Ayrıca, bırakalım bu tür inanışları yayan rahibeleri, örgütlü pagan inanışların
bile modern dönemin başlarına tevarüs ettiği, hayatta kaldığı konusunda elde
herhangi bir delil de bulunmuyor.
Öte
yandan tarihçiler, ebelerin ve kadın şifacıların, elitlerin organize ettiği
cadılara yönelik zulmün ana hedefi olduklarına ilişkin tezi de çürütüyorlar.

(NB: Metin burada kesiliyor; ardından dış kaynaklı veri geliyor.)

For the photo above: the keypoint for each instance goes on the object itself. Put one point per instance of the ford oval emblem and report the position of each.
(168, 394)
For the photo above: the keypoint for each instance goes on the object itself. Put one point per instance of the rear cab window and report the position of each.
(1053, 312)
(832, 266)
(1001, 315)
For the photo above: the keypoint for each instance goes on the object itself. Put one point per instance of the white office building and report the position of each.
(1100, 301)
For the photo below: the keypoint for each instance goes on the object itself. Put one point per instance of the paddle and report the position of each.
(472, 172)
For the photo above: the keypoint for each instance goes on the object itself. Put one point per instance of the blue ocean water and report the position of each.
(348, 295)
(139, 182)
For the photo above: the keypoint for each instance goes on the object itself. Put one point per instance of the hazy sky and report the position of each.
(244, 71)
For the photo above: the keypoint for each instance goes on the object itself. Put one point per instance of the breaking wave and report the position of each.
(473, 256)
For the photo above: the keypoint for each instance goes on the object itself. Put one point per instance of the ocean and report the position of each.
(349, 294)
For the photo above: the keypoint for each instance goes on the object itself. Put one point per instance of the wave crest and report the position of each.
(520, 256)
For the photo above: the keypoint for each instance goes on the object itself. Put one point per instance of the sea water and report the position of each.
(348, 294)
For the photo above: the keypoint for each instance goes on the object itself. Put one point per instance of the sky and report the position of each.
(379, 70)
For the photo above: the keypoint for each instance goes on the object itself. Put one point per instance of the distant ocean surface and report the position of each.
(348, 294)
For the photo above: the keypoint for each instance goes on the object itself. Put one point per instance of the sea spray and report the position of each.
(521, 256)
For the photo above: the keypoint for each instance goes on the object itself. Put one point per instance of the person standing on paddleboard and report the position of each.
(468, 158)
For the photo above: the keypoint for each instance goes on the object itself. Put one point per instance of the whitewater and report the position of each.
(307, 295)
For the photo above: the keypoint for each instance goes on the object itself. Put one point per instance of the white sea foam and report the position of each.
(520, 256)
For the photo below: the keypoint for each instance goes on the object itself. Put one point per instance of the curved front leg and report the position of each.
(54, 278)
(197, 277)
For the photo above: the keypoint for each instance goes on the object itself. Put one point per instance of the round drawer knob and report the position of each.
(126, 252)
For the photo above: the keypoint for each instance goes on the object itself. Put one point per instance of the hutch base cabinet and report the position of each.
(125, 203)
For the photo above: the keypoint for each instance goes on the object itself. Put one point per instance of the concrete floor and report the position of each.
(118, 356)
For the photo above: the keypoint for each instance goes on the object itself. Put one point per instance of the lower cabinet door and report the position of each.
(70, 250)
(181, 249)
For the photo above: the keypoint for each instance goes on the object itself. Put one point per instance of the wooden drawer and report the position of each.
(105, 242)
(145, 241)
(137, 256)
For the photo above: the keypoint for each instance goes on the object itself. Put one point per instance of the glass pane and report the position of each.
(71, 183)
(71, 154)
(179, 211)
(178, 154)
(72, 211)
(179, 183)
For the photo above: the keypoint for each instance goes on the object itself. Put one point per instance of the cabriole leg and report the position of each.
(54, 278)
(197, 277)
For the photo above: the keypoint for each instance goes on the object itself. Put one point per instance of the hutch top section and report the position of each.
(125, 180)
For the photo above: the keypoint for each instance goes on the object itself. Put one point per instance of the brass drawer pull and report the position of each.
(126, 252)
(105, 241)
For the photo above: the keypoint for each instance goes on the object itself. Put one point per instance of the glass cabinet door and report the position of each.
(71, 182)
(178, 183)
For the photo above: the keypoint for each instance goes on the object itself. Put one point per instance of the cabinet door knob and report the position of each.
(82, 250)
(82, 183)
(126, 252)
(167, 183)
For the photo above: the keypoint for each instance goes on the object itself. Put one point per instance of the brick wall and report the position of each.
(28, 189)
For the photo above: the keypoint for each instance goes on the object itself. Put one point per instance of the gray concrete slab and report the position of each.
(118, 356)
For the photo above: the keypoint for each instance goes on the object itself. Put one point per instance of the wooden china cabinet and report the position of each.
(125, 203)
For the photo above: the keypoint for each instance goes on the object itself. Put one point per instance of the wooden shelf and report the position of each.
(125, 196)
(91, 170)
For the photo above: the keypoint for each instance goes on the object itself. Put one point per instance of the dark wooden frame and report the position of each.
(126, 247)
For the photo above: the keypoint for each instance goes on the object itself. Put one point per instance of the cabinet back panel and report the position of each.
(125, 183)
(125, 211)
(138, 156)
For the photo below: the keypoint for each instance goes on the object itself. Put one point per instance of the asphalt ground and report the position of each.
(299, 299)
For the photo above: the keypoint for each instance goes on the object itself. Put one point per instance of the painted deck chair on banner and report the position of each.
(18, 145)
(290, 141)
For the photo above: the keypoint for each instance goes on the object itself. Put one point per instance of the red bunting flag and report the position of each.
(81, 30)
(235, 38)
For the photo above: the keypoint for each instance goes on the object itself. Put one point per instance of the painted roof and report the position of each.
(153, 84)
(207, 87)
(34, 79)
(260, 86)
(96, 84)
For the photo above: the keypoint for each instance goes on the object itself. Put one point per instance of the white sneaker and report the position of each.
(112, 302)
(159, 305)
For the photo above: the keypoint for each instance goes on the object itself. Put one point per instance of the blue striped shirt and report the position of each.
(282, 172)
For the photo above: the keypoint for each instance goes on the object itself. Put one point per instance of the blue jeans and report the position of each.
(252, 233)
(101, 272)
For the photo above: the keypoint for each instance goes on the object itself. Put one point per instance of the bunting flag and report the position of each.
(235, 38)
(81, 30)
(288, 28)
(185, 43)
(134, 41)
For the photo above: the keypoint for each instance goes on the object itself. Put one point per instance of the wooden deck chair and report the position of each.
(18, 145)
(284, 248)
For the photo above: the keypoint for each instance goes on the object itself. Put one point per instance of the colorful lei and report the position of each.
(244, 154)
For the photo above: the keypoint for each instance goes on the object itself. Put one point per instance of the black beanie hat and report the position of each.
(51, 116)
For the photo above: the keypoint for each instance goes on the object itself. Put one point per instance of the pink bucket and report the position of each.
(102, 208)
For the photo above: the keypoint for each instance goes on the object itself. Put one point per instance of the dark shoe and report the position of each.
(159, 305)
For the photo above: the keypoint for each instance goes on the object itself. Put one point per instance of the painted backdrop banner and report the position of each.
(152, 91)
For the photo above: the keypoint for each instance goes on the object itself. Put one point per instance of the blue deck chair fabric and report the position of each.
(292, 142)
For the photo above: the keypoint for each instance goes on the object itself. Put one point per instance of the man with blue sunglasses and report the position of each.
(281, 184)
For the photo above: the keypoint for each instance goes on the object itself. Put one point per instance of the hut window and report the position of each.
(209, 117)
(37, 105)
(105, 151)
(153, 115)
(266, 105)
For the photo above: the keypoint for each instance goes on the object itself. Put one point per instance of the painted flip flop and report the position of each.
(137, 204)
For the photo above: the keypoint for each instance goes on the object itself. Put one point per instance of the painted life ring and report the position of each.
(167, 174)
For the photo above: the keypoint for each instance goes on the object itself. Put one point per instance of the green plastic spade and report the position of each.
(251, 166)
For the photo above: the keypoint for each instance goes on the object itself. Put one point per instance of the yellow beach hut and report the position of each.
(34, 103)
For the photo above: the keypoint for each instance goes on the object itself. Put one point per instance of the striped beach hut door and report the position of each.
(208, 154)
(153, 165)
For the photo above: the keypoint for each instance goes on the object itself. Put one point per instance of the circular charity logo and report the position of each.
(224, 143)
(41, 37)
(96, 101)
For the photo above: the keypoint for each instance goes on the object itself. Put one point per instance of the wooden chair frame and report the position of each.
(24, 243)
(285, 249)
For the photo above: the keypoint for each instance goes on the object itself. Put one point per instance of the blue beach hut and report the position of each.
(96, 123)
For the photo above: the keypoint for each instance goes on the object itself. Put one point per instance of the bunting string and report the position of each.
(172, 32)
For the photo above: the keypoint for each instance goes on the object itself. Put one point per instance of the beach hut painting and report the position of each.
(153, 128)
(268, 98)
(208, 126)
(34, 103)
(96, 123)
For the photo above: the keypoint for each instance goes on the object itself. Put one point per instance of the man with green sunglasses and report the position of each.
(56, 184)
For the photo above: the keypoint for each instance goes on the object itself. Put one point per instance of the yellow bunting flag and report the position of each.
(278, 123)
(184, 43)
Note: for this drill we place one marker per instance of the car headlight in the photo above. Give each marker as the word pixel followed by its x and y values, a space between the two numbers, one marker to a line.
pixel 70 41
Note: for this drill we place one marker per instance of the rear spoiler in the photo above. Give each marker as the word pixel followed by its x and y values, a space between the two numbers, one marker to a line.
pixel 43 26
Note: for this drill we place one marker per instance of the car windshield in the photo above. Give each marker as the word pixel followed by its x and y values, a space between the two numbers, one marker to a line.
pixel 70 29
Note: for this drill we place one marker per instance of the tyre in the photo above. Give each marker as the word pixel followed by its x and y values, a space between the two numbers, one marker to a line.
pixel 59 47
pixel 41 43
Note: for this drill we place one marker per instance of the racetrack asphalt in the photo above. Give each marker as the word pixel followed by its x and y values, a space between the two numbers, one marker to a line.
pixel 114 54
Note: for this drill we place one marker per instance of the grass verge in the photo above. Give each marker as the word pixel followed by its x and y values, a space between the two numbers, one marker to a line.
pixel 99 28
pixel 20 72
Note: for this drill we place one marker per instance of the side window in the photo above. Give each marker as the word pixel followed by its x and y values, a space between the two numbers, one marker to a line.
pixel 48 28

Nadiren cadılık mesleğini icra ettikleri için zulüm gören ebeler, bu mesleği
doğurdukları bebekleri öldürmek için kullandıkları gerekçesiyle suçlandıklarına
pek tesadüf edilmiyor, bilâkis, bu ebeler, muhtemelen bebek katillerine yönelik
soruşturmalara yardım ediyorlar.
1582
yılında Essex’te faaliyet yürüten, St. Osyth’li Ursulua Kemp gibi kadın
şifacılar veya “beyaz” büyü işiyle meşgul olanlar, cadılıkla suçlanıyorlar. Ama
sıradan insanlar, şifacıları kadersizliğe, hastalıklara ve kötü büyüye karşı
koruyucu bir güç olarak görüyorlar, dolayısıyla onları suçlamak gibi bir eğilim
içerisinde değiller.
Dahası,
akademide yürütülen çalışmalarda aktarılan bir tahmine göre, beyaz büyü işiyle
meşgul olanların önemli bir kısmı (İngiltere’de üçte ikisi) kadın değil, erkek.
Sırf iyilik olsun diye büyü yapan erkekler, kimi bölgelerde cadı avının kurbanı
oluyorlar.
Bugün
feministlerin basit bir yaklaşımla, cadıları “mağdur edilmiş akıllı kadınlar”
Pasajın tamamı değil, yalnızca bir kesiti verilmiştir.